The learning section 220 calculates an error function (loss function) based on the obtained output data and the correct answer labels. When the correct answer label is 0, the pixel is a visible object; therefore, the probability p0 of being a visible object should be 1, and the probability p1 of being a transparent object and the probability p2 of being other objects should be 0. Therefore, the learning section 220 calculates the degree of difference between 1 and p0 as an error function, and updates the weight so that the error decreases. Various types of error functions are known and can be widely applied in this embodiment. The weight is updated using, for example, the error back-propagation method; however, other methods may also be used. The learning section 220 may update the weight by calculating the error function based on the degree of difference between 0 and p1 and the degree of difference between 0 and p2.

The outline of the learning process based on a single data set has been described above. In the learning process, a large number of data sets are prepared, and an appropriate weight is learned by repeating the process. For example, a visible light image and an infrared light image may be acquired by moving the mobile body shown in FIGS. 9A to 9C during the learning phase. Training data is acquired by user's operation to add position information, which is a correct answer label, to the visible light image and the infrared light image. In this case, the learning device 200 shown in FIG. 12 may be configured integrally with the information processing device 100. Alternatively, the learning device 200 may be provided separately from the mobile body, and the learning process may be performed by acquiring the visible light image and the infrared light image from the mobile body. Alternatively, in the learning phase, the visible light image and the infrared light image may be acquired by using the imaging device having the same configuration as that of the imaging section 10 without using the mobile body itself.

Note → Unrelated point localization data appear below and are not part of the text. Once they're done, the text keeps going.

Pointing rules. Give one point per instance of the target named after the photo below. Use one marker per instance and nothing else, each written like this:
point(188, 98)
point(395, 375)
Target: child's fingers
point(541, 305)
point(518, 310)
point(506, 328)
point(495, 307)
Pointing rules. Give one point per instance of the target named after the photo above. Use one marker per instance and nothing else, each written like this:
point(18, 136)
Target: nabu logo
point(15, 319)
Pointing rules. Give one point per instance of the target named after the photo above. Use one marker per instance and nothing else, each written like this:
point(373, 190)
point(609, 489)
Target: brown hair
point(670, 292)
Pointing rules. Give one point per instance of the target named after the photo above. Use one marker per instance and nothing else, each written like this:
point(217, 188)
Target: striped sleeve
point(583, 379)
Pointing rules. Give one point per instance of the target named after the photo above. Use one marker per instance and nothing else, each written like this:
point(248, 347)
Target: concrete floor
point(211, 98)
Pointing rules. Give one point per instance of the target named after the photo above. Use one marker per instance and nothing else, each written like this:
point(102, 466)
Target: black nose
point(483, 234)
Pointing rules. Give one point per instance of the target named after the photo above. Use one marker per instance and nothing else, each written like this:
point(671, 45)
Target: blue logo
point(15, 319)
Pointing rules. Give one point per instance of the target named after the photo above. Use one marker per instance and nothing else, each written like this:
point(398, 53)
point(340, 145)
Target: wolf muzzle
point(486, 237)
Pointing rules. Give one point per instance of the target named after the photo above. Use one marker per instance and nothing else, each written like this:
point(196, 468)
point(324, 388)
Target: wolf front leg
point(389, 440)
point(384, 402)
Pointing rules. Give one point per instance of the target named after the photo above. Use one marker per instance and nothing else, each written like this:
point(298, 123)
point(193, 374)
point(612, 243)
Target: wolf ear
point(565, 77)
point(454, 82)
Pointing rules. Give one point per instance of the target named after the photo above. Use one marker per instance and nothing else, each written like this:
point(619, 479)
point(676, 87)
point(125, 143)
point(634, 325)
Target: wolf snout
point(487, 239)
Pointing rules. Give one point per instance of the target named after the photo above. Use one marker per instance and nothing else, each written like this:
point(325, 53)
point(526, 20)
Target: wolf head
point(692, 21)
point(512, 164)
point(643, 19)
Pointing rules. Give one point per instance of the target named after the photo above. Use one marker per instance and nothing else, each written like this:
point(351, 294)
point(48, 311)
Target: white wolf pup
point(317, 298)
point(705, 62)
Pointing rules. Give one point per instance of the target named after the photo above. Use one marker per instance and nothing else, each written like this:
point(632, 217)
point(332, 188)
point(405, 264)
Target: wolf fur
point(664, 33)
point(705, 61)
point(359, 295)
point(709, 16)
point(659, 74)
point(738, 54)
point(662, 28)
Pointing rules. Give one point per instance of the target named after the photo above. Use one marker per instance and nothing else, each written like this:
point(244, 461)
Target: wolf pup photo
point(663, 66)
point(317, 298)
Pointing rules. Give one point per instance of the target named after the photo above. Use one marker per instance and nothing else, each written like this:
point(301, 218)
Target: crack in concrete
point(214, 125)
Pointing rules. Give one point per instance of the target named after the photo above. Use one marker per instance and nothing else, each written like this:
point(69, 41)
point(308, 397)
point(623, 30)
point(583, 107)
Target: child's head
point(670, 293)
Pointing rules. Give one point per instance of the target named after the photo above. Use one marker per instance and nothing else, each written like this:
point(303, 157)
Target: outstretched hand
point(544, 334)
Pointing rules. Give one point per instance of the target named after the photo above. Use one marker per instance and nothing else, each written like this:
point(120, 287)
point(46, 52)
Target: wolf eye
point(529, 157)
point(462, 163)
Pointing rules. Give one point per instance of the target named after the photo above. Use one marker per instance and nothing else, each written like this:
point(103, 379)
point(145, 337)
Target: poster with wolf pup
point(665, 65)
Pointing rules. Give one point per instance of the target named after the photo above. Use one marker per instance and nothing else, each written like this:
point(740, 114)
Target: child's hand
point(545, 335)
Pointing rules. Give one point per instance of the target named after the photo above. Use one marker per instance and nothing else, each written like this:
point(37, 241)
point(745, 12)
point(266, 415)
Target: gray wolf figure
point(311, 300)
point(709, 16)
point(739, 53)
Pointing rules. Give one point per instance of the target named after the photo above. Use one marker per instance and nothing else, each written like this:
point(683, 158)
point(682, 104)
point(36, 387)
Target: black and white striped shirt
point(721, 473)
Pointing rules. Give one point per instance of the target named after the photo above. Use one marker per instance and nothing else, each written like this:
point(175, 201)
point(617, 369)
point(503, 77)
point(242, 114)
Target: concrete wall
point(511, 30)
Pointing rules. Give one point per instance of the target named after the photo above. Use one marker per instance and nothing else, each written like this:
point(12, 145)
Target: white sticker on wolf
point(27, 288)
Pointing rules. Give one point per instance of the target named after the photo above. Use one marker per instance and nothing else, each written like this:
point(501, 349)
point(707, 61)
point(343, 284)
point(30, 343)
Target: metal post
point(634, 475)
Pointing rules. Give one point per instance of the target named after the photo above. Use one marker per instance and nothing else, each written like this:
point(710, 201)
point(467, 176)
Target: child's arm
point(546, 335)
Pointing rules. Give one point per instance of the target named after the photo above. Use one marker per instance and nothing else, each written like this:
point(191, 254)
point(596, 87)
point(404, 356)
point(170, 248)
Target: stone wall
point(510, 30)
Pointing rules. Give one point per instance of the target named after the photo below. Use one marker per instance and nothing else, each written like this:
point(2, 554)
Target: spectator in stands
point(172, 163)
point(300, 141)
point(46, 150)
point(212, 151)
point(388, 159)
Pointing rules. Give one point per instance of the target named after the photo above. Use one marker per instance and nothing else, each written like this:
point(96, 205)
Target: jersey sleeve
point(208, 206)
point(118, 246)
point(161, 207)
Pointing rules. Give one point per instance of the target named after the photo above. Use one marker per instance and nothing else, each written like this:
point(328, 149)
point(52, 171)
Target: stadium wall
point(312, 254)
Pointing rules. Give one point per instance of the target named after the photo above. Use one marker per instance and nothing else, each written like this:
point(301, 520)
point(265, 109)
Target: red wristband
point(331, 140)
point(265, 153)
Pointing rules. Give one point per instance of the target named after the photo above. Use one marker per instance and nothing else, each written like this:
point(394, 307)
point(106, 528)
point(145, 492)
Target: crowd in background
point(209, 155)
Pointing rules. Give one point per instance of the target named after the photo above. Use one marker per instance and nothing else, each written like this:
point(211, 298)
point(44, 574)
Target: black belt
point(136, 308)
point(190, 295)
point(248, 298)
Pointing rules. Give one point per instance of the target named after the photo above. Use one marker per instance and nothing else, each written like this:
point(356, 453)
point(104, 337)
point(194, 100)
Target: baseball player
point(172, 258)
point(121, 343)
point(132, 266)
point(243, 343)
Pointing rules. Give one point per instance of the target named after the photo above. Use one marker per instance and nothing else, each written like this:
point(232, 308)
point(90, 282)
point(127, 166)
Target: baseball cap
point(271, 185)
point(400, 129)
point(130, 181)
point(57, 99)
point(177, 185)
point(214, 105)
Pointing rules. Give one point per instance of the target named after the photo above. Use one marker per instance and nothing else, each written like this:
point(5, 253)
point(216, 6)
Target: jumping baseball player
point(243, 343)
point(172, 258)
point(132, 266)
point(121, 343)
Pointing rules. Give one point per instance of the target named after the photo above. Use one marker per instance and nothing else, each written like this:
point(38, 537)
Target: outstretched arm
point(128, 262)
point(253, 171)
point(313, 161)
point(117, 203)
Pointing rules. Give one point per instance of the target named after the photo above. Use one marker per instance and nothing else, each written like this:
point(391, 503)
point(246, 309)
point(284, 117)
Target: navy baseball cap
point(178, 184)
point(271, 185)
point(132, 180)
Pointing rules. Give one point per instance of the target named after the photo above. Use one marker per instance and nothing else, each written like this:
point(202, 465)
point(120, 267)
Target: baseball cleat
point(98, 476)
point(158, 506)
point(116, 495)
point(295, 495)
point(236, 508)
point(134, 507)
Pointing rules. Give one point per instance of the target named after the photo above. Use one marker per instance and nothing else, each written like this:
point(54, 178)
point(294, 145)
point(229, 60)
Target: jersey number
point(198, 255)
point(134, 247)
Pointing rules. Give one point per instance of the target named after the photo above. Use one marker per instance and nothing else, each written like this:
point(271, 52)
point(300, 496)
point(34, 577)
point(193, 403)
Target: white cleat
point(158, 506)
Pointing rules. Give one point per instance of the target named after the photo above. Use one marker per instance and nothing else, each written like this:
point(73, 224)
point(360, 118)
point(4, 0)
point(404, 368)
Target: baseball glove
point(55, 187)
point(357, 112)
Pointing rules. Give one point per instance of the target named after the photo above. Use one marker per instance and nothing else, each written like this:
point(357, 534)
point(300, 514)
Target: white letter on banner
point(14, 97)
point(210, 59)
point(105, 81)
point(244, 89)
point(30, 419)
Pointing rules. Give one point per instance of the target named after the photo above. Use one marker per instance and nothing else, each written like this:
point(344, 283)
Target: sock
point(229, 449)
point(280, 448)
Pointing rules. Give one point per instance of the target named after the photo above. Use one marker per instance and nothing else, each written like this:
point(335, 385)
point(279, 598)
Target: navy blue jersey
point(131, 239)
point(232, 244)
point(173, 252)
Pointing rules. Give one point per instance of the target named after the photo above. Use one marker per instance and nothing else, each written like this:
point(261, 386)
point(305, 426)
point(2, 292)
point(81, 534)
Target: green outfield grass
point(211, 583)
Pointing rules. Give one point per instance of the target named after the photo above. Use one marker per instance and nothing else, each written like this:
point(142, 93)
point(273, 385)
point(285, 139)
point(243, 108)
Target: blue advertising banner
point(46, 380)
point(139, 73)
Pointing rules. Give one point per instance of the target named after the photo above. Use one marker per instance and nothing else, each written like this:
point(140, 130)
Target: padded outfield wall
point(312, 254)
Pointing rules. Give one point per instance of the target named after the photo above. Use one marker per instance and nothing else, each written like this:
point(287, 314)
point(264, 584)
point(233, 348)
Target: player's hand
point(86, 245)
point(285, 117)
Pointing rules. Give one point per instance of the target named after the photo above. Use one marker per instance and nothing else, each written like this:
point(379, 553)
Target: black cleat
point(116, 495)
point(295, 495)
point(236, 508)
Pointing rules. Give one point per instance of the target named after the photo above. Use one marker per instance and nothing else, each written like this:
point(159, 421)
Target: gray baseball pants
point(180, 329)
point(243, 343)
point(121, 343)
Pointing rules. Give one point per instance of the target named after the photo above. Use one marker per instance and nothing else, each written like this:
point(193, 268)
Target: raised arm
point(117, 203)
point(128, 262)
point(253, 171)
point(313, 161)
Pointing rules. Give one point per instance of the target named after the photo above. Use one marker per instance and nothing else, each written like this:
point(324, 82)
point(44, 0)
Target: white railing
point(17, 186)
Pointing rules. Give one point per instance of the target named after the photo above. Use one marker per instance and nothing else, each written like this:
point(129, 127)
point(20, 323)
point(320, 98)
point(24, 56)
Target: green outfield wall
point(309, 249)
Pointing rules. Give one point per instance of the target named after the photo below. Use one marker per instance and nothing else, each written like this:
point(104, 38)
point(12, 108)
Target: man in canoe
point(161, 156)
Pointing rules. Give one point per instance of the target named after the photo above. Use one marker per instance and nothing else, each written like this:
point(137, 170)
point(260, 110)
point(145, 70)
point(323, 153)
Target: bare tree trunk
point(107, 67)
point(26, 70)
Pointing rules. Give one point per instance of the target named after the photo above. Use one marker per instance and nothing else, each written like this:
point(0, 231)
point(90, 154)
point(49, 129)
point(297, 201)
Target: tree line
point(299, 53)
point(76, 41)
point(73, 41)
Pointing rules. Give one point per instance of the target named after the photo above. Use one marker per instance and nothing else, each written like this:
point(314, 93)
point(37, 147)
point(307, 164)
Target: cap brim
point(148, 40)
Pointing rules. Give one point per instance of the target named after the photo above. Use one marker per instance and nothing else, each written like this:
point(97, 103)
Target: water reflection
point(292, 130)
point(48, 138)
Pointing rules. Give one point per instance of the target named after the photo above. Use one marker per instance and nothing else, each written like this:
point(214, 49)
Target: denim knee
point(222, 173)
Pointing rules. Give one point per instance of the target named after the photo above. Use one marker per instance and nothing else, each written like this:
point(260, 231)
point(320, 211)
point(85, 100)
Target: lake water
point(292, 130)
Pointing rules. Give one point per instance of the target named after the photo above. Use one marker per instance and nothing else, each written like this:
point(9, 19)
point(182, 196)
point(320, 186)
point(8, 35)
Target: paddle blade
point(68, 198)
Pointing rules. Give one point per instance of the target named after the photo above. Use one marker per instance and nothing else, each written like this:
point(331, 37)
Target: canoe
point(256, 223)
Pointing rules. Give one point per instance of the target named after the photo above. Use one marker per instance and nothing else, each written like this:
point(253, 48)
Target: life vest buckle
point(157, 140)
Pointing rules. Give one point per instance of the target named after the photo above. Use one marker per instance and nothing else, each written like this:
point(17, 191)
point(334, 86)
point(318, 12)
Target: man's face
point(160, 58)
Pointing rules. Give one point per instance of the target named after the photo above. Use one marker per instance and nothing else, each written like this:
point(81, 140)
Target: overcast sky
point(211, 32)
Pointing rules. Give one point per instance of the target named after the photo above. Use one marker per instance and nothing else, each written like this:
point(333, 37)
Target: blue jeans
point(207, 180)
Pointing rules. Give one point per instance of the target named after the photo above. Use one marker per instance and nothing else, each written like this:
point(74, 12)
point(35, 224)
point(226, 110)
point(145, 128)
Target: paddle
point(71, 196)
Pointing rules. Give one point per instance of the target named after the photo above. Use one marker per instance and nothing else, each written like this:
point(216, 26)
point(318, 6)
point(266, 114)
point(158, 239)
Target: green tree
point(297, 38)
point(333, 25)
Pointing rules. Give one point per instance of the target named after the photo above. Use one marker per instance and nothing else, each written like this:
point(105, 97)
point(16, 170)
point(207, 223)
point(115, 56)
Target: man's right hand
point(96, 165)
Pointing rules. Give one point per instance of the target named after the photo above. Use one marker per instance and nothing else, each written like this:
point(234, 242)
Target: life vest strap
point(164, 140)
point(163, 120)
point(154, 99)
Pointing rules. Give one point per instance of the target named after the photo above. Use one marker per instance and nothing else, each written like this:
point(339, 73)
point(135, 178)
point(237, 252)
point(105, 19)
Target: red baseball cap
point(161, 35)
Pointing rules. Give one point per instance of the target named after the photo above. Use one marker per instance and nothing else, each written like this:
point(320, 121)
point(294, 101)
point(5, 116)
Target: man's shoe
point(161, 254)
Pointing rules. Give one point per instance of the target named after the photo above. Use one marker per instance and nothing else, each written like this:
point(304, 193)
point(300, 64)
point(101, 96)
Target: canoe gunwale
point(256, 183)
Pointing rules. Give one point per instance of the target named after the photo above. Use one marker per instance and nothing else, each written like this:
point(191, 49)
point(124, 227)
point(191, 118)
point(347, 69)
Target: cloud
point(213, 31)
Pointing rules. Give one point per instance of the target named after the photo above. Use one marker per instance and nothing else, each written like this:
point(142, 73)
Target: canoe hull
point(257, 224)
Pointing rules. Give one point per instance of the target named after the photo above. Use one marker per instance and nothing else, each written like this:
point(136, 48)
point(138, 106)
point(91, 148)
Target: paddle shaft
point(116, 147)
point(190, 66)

FIG. 15 is a flowchart explaining processing in the learning device 200. When this processing is started, the acquisition section 210 of the learning device 200 acquires a first training image, which is a visible light image, and a second training image, which is an infrared light image (S301, S302). Further, the acquisition section 210 acquires position information corresponding to the first training image and the second training image (S303). The position information is, for example, information given by the user as described above.

Next, the learning section 220 performs a learning process based on the acquired training data (8304). The process of S304 is a process of performing each of the forward operation, the calculation of an error function, and the update of the weight based on the error function once, for example, on the basis of a single set of data. Subsequently, the learning section 220 determines whether or not to end the machine learning (8305). For example, the learning section 220 divides the acquired large number of data sets into training data and validation data. The learning section 220 determines the accuracy by performing a process using the validation data with respect to the trained model acquired by performing a learning process based on training data. Since the validation data is associated with the position information, which is a correct answer label, the learning section 220 can determine whether or not the position information detected based on the trained model is correct. The learning section 220 determines to end the learning (Yes in S305) when the accuracy rate with respect to the validation data is equal to or greater than the predetermined threshold, and ends the processing. Alternatively, the learning section 220 may determine to end the learning when the processing shown in S304 is executed a predetermined number of times.

As described above, the first feature amount in the present embodiment is the first feature map obtained by performing a convolution operation using a first filter with respect to the first detection image. The second feature amount is the second feature map obtained by performing a convolution operation using a second filter with respect to the second detection image. The first filter is a group of filters used for the operation in the convolution layer shown in D11 of FIG. 14, and the second filter is a group of filters used for the operation in the convolution layer shown in D21 of FIG. 14. As described above, the first feature amount and the second feature amount are determined by performing convolution operation using different spatial filters with respect to the visible light image and the infrared light image. Therefore, it is possible to appropriately extract the features included in the visible light image and the features included in the infrared light image.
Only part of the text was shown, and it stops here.